Als Rudi Dutschke und andere den Langen Marsch der chinesischen Partisanen auf die hiesigen Verhältnisse übertrugen, dachten sie weniger daran, die deutsche Linke nun massenhaft in Staat, Verwaltung und Wirtschaft zu lenken, wie es dann die Zeitung Der Lange Marsch suggerierte – und ihr Herausgeber Tilman Fichter in der SPD vorexerzierte.

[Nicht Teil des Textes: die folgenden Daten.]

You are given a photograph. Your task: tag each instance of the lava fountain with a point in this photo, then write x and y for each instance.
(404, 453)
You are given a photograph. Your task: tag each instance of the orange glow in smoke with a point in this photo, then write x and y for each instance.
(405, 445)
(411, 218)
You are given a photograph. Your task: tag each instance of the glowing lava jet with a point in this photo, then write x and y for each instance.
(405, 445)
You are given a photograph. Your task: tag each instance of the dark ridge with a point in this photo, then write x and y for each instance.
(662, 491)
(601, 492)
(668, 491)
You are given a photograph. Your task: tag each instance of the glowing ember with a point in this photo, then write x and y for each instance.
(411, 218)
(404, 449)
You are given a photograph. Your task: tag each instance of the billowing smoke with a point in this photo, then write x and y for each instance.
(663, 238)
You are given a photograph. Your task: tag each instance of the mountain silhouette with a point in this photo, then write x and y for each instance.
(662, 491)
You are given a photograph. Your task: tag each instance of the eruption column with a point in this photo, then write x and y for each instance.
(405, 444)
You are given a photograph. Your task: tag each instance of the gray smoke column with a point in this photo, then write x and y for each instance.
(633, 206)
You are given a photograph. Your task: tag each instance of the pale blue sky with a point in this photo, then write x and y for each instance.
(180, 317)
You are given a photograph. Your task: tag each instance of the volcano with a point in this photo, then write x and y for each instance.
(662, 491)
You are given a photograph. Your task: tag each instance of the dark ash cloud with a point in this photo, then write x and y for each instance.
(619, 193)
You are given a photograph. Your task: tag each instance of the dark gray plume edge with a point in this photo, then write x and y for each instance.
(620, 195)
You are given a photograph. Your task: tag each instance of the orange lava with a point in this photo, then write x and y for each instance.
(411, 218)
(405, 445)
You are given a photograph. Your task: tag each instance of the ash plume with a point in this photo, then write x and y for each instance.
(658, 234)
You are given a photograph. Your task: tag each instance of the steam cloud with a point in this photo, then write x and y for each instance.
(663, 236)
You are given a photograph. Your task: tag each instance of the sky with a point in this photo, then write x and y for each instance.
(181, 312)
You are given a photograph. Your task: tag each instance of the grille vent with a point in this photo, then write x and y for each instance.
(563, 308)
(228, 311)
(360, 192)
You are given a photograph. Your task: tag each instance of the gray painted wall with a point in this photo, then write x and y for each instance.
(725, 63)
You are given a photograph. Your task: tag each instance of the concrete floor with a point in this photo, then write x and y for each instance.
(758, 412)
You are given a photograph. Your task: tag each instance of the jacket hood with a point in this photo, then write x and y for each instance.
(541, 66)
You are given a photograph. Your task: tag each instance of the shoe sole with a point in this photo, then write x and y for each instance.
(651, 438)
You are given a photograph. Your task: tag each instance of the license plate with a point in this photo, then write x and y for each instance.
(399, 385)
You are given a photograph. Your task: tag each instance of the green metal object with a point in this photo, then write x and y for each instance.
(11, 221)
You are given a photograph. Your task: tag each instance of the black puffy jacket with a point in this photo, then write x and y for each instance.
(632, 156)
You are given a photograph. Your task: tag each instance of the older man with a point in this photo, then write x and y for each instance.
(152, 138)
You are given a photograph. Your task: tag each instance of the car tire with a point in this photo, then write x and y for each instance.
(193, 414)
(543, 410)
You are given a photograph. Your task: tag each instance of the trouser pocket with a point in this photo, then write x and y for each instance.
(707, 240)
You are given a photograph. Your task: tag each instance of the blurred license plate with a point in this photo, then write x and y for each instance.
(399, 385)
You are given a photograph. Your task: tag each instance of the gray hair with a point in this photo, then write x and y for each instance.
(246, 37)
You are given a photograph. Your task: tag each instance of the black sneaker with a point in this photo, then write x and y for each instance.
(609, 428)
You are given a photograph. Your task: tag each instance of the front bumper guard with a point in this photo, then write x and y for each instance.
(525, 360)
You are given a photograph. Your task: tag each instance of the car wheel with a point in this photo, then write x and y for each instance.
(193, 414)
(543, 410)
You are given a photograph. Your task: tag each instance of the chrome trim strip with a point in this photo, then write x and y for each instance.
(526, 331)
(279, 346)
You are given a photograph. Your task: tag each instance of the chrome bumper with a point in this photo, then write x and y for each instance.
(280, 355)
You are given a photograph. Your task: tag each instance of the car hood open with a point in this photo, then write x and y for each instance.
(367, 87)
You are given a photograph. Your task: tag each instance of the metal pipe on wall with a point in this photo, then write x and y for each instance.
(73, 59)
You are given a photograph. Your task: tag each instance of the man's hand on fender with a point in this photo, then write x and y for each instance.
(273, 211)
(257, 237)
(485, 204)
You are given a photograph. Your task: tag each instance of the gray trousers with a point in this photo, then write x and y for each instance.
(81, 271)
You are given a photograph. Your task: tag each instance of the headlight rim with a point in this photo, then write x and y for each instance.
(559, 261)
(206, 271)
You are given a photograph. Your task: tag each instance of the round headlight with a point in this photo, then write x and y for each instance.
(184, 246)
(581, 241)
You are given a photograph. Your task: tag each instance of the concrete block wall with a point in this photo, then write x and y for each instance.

Es sollte hier vielmehr von den Genossen ein – zuvor vom Guerillaführer Che Guevara propagierter – „Focus“ gebildet werden: im Sinne von Widerstandszellen.

Che war damit zwar gescheitert, nicht zuletzt wegen der „Ausländerfeindlichkeit“ der bolivianischen Bauern, aber der lange Marsch in und durch die deutschen „Institutionen“ war erfolgreich, ähnelte jedoch mehr dem einst von der Vierten Internationale propagierten „Einsickern“. Erinnert sei in diesem Zusammenhang an den wunderbaren Diamantenschleifer Jakob Moneta, der wirklich weltweit aufrüherisch tätig war und ist. Zwar flog er – als Antizionist – erst aus einem Kibbuz, dann als Trotzkist aus der SPD und später auch noch aus der IG-Metall, aber die ostdeutsche Betriebsräte-Initiative hielt ihn bis zuletzt.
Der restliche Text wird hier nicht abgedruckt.